Removing the finished quilt from the frame...

First let me say if this was a very special quilt that needed to be perfectly square, I would not use this method. However for daily use quilts, throws and baby quilts it is a huge time saver.

After I finish quilting, I roll the quilt back so I can see the bottom edged. With my good scissors, I just start trimming along the bottom edge. (Make sure your leaders are out of the way.)

Next, I pull the quilt over the belly bar, just a little at a time, to give me access to the sides. Trim up each side as space allows.

As you are trimming, you may notice areas where the top pulled one way or the other. You will just trim straight like you would with your rotary cutter.

Continue trimming both sides until you reach the top of the quilt. Now finish trimming along the upper edge by the take up roller and your all done!

Ribbit Pantograph Design by Patricia Ritter

This design is something I wanted to do for a long time but didn't think I was ready for all the curves. Finally decide to give it a try and am so glad I did. It was very time consuming but in the end, well worth it. What do you think?

Friday, February 1, 2013

Pantographs From The Front of Your Machine

Just wanted to share some pictures of how I do pantographs on my Hinterberg frame from the front.  My quilting room is extremely small so my quilting system is as far back to the wall as I can possibly get it.  Moving the machine out each time I want to do a pantograph isn't an option.  So, with lots of research and advice from several sources, this is what I came up with.... hey, it is also VERY inexpensive.

First I purchased some foam board that is available at most retail stores and craft stores.  You will also need some binder clips in small and medium.
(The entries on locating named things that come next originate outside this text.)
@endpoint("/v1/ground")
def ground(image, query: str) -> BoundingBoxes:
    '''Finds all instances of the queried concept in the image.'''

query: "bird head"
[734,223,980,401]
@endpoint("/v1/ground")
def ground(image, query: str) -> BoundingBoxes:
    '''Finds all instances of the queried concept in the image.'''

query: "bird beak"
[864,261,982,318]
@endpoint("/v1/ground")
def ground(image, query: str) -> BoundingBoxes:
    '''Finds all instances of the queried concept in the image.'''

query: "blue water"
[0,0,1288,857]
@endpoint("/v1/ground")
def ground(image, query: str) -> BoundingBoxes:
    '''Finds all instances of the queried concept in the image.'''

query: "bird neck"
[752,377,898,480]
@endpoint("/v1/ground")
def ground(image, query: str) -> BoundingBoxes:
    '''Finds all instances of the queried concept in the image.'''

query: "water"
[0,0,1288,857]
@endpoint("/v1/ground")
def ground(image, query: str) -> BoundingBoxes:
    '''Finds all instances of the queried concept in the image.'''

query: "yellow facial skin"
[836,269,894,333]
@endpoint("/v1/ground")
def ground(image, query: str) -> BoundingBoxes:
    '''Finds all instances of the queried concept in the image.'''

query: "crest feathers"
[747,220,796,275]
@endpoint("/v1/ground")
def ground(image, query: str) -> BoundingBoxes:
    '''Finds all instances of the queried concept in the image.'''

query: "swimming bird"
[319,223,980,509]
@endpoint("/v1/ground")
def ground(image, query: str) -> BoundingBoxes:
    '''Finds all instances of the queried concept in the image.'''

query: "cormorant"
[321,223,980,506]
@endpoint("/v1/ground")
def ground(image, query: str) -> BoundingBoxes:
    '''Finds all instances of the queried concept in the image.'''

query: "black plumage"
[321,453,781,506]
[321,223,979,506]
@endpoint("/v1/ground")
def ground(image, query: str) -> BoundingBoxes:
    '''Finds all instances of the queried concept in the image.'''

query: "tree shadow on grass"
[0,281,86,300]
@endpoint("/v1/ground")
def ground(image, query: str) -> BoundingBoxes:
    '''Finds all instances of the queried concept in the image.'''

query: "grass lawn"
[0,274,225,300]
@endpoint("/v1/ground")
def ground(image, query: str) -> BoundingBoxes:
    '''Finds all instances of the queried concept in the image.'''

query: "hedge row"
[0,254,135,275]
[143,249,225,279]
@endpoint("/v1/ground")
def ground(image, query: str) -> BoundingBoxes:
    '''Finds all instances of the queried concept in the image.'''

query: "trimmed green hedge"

 I love the quilt just like I always do with the except of leaving the lower belly bar in the up position.  (This is the bar that the quilt top attaches to.)
I cut the form board in half so they are 10" wide each.  Using two of the medium binder, I attached the form boards together to make a long piece.  I am assemblying this on the frame so I have the quilt top for support. 
I then lay my pantograph on top and attache the pantograph to the form boards using small binder clips.  I typically allign the each of my paper with the edge of the boards for simplicity.

Now it's time to line up my pantograph with my quilt top to get started.  I just use a ruler and measure from the each of the quilt top, making sure I have enough space to finish my design.
With my laser mounted to the front of the machine.  I am ready to quilt with my pantograph and make a beautiful design.
Just a note... before I got my current laser light holder, I just taped a laser light to a large binder clip and attached the binder clip to my handles on the front side.
One of the great advantages to this method (other than how inexpensive it is) is that when I am not using it, it is very easy to disassemble and store.  Others have talked about purchasing a long shelf from Lowes or Home Depot and place that in the same method on the belly bars.
Hope this helps someone.  Just give it a try and modifiy to something that works for you.